# Using a custom keyboard layout



## matrem_deam (Jun 6, 2021)

What my goal was:
I wanted to create a custom keyboard layout for my system, i bought a gaming keyboard with 40 keys and wanted to create one layer with all the letters, and when pressing right alt i would like it to switch to the other symbols (.,"# etc.)
This is my main motivation for using freebsd since i had a lot of problems doing it on linux and it would greatly improve my typing speed since i only have one arm.

What i tried:
i found other keyboard layouts in the /usr/share/syscons/keymaps directory and used the uk.iso.kbd one and modified it. Just to check i changed only one letter in the file (replaced q with p) and then when i updated the /etc/rc.conf with the changed uk.iso.kbd layout, by adding keymap=us.iso.kbd. Upon reboot it told me to use switch the keymap="uk.iso.kbd" with keymap="uk". I tried switching and not switching it and still nothing changed. Q stayed in place. What step did i miss or did wrong.
I also tried piping the us.iso.kbd layout in a new file my.iso.kbd with changed keybindings and still nothing happened.
I am also having trouble finding documentation on how to build a keyboard layout from scratch, for an example i am not sure what a lock state is inside the uk.iso.kbd file
Any good documentation or advice would be greatly appriciated.
Thanks in advance


----------



## Alain De Vos (Jun 6, 2021)

Lockstate is easy, that just the numlock.
Try first on a tty console and not in X and use kbdcontrol to load the keymap.
 I modified a kbd file and it worked immediately.


----------



## T-Daemon (Jun 7, 2021)

matrem_deam said:


> What my goal was:
> I wanted to create a custom keyboard layout for my system, i bought a gaming keyboard with 40 keys and wanted to create one layer with all the letters, and when pressing right alt i would like it to switch to the other symbols (.,"# etc.)
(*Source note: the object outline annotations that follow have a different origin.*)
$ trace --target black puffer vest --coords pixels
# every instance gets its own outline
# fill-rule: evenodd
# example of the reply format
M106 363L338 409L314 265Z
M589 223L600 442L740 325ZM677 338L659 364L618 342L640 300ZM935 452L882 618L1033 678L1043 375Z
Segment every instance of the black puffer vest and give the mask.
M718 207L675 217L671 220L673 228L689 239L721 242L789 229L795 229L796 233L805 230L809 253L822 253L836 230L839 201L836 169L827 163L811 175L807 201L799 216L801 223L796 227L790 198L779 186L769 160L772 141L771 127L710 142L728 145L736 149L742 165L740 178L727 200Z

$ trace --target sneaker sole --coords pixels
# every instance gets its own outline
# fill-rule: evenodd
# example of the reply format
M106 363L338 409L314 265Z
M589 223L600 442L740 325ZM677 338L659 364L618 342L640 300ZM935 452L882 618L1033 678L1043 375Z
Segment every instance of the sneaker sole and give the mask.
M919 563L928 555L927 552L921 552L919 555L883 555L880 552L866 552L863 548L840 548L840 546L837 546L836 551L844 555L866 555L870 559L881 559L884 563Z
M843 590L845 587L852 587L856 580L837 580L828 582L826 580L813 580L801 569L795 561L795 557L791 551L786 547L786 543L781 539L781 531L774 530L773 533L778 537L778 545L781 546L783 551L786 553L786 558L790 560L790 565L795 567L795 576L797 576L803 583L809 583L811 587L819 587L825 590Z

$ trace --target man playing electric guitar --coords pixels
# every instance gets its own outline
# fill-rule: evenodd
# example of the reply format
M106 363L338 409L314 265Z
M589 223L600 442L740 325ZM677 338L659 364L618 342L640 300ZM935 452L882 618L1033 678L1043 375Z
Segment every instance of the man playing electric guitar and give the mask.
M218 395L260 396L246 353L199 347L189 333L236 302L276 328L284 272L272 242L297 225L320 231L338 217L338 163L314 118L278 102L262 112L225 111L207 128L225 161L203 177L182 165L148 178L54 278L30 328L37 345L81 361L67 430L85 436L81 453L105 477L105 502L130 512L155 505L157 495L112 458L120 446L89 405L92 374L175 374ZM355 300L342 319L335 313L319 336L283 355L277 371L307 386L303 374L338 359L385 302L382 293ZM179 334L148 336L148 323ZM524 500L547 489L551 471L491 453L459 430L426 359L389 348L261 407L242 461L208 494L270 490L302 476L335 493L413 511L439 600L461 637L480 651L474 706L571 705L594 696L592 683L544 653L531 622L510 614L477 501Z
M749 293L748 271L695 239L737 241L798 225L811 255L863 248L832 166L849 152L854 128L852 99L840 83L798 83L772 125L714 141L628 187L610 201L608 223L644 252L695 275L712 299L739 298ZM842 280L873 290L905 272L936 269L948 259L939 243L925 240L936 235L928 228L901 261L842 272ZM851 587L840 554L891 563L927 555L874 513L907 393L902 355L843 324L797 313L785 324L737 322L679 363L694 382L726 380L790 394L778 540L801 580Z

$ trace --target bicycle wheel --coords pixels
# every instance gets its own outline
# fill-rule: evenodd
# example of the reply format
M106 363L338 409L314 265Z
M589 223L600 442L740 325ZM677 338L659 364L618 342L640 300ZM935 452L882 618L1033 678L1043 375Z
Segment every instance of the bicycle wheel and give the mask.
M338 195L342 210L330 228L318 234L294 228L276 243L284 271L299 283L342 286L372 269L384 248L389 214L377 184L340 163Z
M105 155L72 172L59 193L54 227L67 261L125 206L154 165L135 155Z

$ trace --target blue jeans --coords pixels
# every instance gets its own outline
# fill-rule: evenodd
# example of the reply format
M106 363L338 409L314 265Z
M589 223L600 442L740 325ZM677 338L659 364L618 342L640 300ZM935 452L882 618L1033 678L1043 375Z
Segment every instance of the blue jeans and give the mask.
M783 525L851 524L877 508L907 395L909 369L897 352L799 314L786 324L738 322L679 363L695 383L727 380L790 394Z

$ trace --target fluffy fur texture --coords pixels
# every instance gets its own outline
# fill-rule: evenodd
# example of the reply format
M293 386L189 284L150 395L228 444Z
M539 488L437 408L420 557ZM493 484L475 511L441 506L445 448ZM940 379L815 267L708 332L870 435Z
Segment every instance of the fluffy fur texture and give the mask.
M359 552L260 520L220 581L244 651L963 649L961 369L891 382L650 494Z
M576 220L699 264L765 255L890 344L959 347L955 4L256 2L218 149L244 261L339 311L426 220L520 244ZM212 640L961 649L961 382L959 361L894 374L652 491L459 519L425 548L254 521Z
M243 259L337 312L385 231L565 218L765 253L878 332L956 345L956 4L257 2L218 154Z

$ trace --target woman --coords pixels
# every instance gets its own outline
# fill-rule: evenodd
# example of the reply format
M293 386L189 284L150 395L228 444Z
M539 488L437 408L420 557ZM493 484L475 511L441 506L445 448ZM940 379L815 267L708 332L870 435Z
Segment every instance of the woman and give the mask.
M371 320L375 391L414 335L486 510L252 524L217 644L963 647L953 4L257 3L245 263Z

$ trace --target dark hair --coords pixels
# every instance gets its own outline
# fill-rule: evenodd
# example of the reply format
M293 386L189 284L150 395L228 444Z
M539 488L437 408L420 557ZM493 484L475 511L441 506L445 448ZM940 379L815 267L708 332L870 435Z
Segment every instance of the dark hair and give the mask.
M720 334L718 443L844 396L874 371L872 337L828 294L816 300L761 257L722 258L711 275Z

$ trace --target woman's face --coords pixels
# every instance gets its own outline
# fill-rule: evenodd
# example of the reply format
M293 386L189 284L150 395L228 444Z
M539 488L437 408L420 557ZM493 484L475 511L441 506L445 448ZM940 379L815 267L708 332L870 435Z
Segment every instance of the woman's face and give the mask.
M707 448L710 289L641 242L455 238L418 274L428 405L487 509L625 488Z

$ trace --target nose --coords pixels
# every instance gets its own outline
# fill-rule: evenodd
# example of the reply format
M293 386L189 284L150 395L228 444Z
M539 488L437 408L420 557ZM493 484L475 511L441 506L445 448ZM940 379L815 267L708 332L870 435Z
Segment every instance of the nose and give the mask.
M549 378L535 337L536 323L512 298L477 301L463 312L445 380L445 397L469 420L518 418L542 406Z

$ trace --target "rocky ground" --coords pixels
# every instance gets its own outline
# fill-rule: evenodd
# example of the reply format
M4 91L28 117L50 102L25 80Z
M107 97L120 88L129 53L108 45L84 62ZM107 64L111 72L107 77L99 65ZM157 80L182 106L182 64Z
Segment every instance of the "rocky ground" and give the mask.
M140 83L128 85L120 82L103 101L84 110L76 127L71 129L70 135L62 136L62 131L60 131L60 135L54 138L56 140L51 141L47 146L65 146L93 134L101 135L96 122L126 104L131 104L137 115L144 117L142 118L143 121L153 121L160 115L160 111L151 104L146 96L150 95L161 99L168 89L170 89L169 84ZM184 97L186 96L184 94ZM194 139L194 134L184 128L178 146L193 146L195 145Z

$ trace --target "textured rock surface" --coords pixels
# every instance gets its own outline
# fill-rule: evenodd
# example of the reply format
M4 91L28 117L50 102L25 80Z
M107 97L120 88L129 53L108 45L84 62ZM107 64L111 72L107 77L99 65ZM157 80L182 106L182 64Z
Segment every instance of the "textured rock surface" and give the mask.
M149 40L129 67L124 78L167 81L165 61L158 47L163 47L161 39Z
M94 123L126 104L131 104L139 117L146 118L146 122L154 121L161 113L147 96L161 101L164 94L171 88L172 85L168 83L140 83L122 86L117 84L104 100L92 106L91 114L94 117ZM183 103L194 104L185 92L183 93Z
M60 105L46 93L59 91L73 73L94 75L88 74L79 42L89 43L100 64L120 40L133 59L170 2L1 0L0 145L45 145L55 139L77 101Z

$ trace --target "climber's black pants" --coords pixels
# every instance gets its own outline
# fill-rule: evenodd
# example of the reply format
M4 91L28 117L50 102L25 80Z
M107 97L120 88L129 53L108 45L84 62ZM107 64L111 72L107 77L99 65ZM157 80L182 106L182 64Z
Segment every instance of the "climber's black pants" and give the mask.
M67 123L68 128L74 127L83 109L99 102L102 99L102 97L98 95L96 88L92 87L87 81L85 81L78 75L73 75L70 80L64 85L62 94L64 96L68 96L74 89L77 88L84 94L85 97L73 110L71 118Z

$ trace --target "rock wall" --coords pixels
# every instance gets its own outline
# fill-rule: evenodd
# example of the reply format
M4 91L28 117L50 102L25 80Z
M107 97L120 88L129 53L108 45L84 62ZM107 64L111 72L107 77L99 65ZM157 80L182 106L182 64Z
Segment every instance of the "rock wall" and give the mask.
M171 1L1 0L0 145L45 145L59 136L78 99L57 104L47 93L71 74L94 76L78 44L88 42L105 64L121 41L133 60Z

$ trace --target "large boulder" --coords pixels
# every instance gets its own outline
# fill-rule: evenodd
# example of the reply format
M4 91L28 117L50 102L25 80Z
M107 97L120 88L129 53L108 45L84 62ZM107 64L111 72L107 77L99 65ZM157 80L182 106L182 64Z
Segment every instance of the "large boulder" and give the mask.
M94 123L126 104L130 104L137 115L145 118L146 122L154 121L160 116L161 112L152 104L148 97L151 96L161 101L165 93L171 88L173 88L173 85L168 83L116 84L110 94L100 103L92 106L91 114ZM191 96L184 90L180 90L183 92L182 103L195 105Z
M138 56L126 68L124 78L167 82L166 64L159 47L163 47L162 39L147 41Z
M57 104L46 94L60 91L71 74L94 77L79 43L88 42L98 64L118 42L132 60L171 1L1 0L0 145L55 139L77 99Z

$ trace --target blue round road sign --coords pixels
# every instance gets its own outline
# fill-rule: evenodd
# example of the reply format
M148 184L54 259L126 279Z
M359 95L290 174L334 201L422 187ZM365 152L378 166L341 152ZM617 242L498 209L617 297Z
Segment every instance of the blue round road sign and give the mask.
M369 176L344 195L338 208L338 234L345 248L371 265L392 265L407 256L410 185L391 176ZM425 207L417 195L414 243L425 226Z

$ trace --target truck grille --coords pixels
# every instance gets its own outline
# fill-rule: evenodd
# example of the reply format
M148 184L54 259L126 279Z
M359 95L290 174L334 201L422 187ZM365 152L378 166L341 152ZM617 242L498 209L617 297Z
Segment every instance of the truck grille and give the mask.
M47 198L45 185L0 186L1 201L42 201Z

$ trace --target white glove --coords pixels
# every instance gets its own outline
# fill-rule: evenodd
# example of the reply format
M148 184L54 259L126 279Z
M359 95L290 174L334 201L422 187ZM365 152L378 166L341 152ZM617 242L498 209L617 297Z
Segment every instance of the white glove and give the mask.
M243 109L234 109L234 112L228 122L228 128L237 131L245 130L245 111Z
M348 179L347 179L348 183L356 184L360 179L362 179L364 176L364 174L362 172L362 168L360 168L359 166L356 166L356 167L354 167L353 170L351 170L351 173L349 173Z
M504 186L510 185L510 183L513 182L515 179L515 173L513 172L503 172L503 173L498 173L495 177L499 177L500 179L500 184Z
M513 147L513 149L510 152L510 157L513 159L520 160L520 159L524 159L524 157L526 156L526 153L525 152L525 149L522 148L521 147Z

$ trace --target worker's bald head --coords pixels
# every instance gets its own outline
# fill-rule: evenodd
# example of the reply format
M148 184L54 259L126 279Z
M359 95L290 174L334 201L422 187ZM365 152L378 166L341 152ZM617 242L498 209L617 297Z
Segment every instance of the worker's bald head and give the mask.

I'm not sure I understand this correctly, do you mean by pressing AltGr and releasing the key to switch to those other symbols?



matrem_deam said:


> i found other keyboard layouts in the /usr/share/syscons/keymaps directory and used the uk.iso.kbd one and modified it.
> ...
> Q stayed in place. What step did i miss or did wrong.


You modified the wrong key map. vt(4) is the default device on all supported versions to provide virtual terminal consoles, not syscons sc(4). You have to look at /usr/share/vt/keymaps/uk*.



matrem_deam said:


> Just to check i changed only one letter in the file (replaced q with p) and then when i updated the /etc/rc.conf with the changed uk.iso.kbd layout, by adding keymap=us.iso.kbd. Upon reboot


To see the effect of the modifications to the key map you don't need to set it in /etc/rc.conf and reboot the system. Copy the uk.kbd key map to a users home directory, execute after every edit: `kbdcontrol -l ~/uk`



matrem_deam said:


> I am also having trouble finding documentation on how to build a keyboard layout from scratch,


See man kbdmap(5)


----------